The Duellists (out now on blu-ray)
ViaVision’s new Imprint blu-ray label looks like a must for fans of the classically quirky and off-beat (bringing out both the 1953 War of the Worlds and I Married a Monster From Outer Space is definitely making some kind of statement), but it’s this release of director Ridley Scott’s first film that’s the stand-out. Harvey Keitel and Keith Carradine are officers in Napoleon’s army who find themselves trapped in an escalating series of inconclusive but increasingly dangerous duels as a minor altercation between them curdles into a lifelong hatred. Lavishly shot, psychologically complex and often grippingly tense, this first film from a master storyteller remains one of his best works.
Bad Education (out now on Foxtel Showcase)
Dr. Frank Tassone (Hugh Jackman) is the slick and charming superintendent at a Long Island school that’s spending big to try and attract the best and brightest students. But with all that money floating around, will he be able to resist temptation? Of course not: corruption is the point of this movie (based on a true story), and the way the rot is slowly exposed is one of this sharp, smart film’s many pleasures. The other is Jackman, giving one of his strongest performances yet as a glad-handing nice guy who never quite seems right. He wants to be popular, yet he holds those who like him in contempt; it’s a combination that brings out Jackman’s best.
Hearts & Bones (out now on various streaming services and on DVD June 3)
Daniel Fisher (Hugo Weaving) is an acclaimed war photographer now at home and on edge in leafy Sydney. Taxi driver Sebastian (Andrew Luri) turns up on his doorstep with a strange request: he wants Daniel to photograph the community choir he’s a member of. Well, that’s what he starts out asking for. Soon a deeper, darker connection between the two men is revealed, and while their growing friendship seemingly offers a chance to move forward, their respective pasts are not as distant as they’d like to think. It’s a thoughtful look at friendship with a pair of great performances; it’s also an Australian film that shows a whole lot of people walking around outside and hanging out with each other, which is pretty much a major special effect in 2020.
Vivarium (out now on various streaming services and Foxtel On Demand)
Horror has always been willing to make a satirical point, and while there aren’t a lot of laughs in Vivarium, it doesn’t take much to spot a wider point being made in this tale of a young couple (Imogen Poots and Jesse Eisenberg) who drive out to take a look at a house in a strangely empty housing estate only to discover that they can’t find a way out. The unease builds gradually as things become increasingly nightmarish, but the two leads keep things emotionally grounded even as the true nature of their plight becomes obvious. If you’re planning to move out to the suburbs and start a family, this is not the film for you.

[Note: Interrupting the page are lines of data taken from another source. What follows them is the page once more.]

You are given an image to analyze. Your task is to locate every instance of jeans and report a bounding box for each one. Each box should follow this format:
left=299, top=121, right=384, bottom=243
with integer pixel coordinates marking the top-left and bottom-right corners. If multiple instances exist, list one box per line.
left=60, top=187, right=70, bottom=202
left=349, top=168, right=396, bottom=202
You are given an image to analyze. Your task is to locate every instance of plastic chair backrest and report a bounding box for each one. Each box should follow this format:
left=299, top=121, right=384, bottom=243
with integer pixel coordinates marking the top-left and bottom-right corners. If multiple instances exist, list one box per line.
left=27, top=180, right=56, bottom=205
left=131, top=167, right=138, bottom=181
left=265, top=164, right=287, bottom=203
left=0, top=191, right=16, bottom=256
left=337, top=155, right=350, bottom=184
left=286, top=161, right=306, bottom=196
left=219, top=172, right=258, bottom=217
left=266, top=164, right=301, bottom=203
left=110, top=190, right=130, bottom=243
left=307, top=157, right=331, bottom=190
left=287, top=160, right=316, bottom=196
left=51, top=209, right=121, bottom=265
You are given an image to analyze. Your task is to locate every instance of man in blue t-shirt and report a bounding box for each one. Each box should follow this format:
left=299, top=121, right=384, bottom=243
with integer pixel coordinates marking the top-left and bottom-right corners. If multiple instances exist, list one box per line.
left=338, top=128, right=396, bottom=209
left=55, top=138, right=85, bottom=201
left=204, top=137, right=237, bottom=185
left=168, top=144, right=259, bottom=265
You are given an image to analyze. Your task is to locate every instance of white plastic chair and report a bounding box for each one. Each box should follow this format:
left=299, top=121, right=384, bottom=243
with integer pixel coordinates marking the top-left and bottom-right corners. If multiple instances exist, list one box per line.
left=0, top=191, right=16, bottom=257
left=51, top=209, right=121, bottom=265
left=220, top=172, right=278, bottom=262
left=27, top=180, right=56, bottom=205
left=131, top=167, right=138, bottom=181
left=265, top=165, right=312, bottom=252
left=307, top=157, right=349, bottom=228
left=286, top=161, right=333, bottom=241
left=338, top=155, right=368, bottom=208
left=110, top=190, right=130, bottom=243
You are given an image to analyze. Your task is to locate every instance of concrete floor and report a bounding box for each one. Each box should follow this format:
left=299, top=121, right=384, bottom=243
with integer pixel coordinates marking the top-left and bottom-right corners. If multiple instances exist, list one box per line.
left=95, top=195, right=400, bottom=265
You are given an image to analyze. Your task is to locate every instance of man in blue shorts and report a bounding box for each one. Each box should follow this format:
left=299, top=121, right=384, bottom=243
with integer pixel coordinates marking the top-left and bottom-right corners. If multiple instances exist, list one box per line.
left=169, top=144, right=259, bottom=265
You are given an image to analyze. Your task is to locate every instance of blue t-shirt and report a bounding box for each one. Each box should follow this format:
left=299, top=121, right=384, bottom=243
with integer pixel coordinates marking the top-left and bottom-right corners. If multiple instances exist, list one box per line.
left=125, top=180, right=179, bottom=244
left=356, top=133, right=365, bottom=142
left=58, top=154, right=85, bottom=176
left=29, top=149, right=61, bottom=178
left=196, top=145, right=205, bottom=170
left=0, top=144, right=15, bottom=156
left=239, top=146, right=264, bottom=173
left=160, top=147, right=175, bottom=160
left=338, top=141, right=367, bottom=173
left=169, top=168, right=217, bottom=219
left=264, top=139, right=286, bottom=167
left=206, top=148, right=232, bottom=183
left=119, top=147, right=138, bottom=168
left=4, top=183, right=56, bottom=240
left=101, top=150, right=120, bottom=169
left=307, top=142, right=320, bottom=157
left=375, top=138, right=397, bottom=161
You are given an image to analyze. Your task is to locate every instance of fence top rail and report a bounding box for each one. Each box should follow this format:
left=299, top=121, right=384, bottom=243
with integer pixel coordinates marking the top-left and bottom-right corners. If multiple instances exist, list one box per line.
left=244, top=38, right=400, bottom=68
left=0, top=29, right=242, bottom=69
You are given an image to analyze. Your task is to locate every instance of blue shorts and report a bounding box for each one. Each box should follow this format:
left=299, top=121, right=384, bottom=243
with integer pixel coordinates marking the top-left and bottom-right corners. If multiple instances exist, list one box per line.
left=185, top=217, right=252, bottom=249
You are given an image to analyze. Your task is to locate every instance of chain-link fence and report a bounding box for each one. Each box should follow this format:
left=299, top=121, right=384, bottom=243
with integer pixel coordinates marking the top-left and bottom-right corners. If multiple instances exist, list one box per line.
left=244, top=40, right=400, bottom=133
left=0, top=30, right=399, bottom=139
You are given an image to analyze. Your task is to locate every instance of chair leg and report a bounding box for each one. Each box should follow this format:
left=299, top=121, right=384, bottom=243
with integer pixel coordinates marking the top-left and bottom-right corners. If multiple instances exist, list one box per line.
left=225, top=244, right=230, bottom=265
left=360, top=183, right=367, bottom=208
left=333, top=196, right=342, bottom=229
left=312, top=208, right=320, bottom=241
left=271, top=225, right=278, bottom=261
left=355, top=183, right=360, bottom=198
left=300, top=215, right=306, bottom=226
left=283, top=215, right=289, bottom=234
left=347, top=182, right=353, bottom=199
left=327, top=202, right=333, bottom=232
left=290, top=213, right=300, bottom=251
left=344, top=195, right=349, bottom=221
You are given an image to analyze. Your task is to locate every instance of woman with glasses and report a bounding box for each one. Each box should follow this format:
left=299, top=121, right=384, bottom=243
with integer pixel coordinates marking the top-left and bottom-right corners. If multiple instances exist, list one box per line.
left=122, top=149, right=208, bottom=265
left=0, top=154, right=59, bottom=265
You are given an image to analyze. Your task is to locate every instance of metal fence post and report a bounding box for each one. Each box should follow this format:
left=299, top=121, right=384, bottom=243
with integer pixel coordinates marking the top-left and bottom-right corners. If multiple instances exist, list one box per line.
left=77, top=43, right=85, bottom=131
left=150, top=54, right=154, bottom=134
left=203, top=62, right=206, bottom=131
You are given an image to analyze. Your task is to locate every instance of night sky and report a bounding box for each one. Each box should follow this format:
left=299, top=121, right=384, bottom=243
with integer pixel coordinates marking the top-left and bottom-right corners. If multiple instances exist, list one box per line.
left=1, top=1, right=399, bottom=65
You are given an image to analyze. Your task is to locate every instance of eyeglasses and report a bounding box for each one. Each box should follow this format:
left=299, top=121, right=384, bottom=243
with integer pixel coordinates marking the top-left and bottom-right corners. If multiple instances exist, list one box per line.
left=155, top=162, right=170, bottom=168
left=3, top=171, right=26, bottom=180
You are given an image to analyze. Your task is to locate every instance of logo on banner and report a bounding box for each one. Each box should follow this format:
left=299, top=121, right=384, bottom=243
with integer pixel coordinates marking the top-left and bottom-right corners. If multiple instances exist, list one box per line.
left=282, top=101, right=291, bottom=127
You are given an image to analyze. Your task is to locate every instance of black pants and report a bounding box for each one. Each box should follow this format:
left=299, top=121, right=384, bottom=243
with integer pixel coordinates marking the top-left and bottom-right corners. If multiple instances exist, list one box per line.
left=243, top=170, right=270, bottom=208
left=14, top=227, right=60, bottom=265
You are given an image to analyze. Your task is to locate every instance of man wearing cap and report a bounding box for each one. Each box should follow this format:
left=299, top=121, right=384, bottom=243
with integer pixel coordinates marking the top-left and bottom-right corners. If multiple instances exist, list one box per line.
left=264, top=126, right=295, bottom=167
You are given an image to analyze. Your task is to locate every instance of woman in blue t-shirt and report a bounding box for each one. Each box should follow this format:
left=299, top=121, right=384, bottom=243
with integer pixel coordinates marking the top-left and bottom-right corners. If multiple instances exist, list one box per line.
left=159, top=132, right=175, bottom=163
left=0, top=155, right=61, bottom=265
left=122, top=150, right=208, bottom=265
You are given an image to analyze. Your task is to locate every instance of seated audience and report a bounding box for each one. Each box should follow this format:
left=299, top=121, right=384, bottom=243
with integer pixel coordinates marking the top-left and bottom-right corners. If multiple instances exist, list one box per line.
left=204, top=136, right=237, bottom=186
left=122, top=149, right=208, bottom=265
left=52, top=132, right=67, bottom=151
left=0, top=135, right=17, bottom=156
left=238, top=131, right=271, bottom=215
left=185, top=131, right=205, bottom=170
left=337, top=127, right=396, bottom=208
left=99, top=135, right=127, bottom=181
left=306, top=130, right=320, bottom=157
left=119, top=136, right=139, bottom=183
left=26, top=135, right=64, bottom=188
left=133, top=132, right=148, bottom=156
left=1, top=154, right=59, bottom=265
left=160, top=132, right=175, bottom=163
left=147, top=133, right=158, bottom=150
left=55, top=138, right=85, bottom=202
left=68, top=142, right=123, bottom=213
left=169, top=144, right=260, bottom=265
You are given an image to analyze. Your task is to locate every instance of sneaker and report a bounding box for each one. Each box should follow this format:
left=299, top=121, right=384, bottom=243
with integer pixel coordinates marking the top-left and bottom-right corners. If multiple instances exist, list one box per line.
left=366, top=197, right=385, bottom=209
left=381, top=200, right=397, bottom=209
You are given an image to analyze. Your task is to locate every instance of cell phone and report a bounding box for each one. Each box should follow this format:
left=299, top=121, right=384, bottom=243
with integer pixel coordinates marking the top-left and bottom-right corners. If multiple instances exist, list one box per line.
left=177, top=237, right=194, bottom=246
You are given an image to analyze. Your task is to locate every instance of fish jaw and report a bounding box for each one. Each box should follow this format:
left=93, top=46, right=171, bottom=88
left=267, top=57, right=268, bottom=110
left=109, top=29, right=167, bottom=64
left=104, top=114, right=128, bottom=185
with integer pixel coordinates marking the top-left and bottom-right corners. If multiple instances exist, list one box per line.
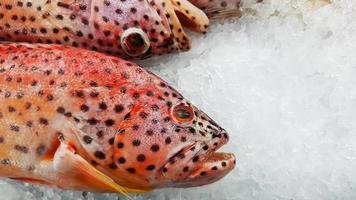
left=156, top=129, right=236, bottom=188
left=181, top=152, right=235, bottom=187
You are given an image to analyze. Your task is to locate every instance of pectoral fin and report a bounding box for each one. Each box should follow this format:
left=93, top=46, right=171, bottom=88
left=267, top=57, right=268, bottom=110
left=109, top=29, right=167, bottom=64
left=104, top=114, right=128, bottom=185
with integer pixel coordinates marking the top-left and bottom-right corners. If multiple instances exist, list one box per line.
left=170, top=0, right=210, bottom=32
left=186, top=0, right=242, bottom=19
left=52, top=142, right=146, bottom=195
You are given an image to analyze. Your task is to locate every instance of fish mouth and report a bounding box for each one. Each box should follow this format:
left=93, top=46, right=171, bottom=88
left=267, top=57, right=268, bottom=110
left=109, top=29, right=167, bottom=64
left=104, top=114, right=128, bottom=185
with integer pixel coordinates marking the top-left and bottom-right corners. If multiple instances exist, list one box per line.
left=160, top=130, right=236, bottom=188
left=184, top=151, right=235, bottom=187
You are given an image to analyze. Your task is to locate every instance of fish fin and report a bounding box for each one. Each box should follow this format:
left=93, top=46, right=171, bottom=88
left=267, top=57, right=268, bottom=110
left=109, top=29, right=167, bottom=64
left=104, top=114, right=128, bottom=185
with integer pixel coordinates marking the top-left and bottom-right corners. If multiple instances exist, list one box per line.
left=204, top=7, right=242, bottom=19
left=10, top=178, right=51, bottom=186
left=159, top=0, right=192, bottom=50
left=186, top=0, right=242, bottom=19
left=53, top=142, right=145, bottom=195
left=170, top=0, right=210, bottom=32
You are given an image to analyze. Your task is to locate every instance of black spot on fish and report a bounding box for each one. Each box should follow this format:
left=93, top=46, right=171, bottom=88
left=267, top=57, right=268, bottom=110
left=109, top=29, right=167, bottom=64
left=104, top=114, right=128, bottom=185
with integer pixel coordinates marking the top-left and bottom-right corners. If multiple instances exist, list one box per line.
left=94, top=151, right=106, bottom=159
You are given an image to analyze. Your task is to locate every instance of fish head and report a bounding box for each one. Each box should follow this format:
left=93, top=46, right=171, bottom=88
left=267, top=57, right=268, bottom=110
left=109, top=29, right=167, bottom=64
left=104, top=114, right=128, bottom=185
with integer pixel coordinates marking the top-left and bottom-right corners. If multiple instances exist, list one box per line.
left=94, top=0, right=209, bottom=59
left=154, top=100, right=236, bottom=188
left=111, top=79, right=235, bottom=189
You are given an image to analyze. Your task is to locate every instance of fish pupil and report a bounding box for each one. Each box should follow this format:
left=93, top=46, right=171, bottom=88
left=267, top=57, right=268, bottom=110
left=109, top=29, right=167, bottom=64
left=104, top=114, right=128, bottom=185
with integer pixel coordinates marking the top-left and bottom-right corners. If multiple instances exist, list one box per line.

Bonus comedy feature: Douglas (Netflix May 26)
Hannah Gadsby’s follow-up to Nanette isn’t quite as pointed or willing to avoid laughs for long stretches as that global stand up comedy smash hit, but Australia’s biggest stand-up superstar (sorry Hughsey) remains just as funny and insightful. Named after her dog, and also after the doctor who named a part of the female anatomy after himself, it’s a very personal look at the numerous ways in which the personal is political, which doesn’t sound anywhere near as funny as this often is.